Under different injection pressures, Figure 8 illustrates how injection timing affects emissions. The three parts of the figure correspond to the trends of the three conventional emissions. The experimental results show that the emissions of CO, HC and NOx exhibit different patterns at different injection timing. From −330° CA to −30° CA ATDC, CO and HC show the same trend, decreasing and then increasing, corresponding to the above two components, respectively. This trend is maintained at different injection pressures. However, NOx showed the opposite trend. NOx increases and then decreases when injection timing is from −330° CA to −30° CA ATDC.

The observed phenomena can be attributed to the different conditions under which the engine produces CO, HC and NOx. Inadequate combustion leads to the production of CO and HC [29]. During the injection period from −330° CA to −60° CA ATDC, the cylinder volume becomes larger and then smaller during the corresponding injection. These changes bring about changes in the pressure being applied, which helps to improve the atomization of methanol and enhance its combustion, thereby reducing HC and CO. In addition, flame quenching of the combustion piston surfaces is a major source of emissions. Methanol tends to impact the piston as it approaches the top dead center, increasing the likelihood of flame quenching. On the other hand, NOx emissions are primarily influenced by factors such as cylinder temperature, oxygen concentration, and combustion duration [30]. Therefore, fuller in-cylinder combustion produces higher combustion temperatures and, according to Figure 4, the delayed combustion phase and the longer combustion duration result in longer reaction times at high temperatures. In summary, NOx emissions increase.

4. Conclusions

In this paper, dual-fuel gasoline/methanol experiments were conducted on a DFSI engine to explore how methanol injection timing affects engine combustion, performance, and emission characteristics to significantly optimize the performance of a dual-fuel engine at high loads. The main conclusions are as follows:

The timing of methanol direct injection significantly influences the combustion performance of a DFSI engine, particularly under high loads. Across various injection pressures, the effect of injection timing is consistently notable. Within the injection timing range of −330° to −30° CA ATDC, optimal combustion performance, indicated by the lowest values of parameters Pmax and HRRmax, is achieved between −210° and −150° CA ATDC. This corresponds to the latest phase of injection, leading to an extended combustion duration from CA10 to CA90. Additionally, CA50 and CA90 occur at the latest points in the combustion process. Emissions, specifically HC and CO, are minimized in the −210° to −150° CA ATDC range. However, NOx emissions are highest during this specific injection timing.

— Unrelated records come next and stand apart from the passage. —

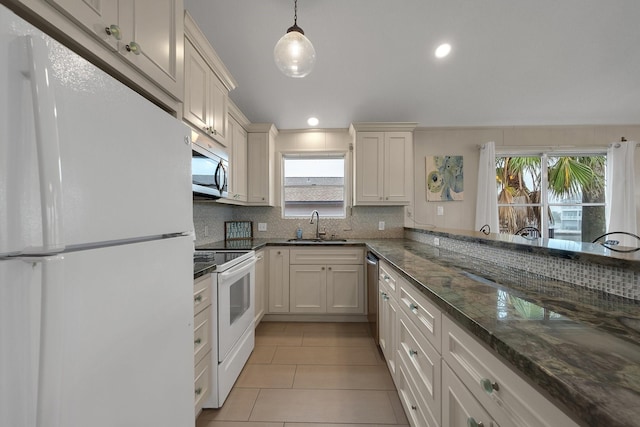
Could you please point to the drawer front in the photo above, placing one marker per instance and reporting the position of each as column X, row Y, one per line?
column 459, row 407
column 422, row 363
column 423, row 313
column 201, row 293
column 412, row 404
column 326, row 256
column 388, row 279
column 509, row 399
column 201, row 335
column 202, row 382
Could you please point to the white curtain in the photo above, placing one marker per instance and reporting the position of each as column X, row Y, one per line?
column 621, row 200
column 487, row 200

The combined approach of gasoline port injection and methanol direct injection proves to be a feasible method for optimizing gasoline/methanol dual-fuel engines. The full utilization of methanol direct injection is achievable, contributing to enhanced engine performance. Despite the advantages, this dual-fuel method is associated with higher levels of NOx and increased HC emissions. However, as the experiment utilized a stoichiometric ratio mixture, the impact on efficient exhaust gas treatment is deemed insignificant, thereby avoiding additional costs related to exhaust gas treatment.

The study highlights a trade-off between optimal combustion performance and emissions in dual-fuel engines. While the late-phase injection timing (−210° to −150° CA ATDC) maximizes combustion efficiency and minimizes HC and CO emissions, it concurrently results in elevated NOx emissions. Researchers and engineers need to carefully consider and balance these trade-offs based on specific application requirements and environmental considerations when designing or optimizing dual-fuel engines.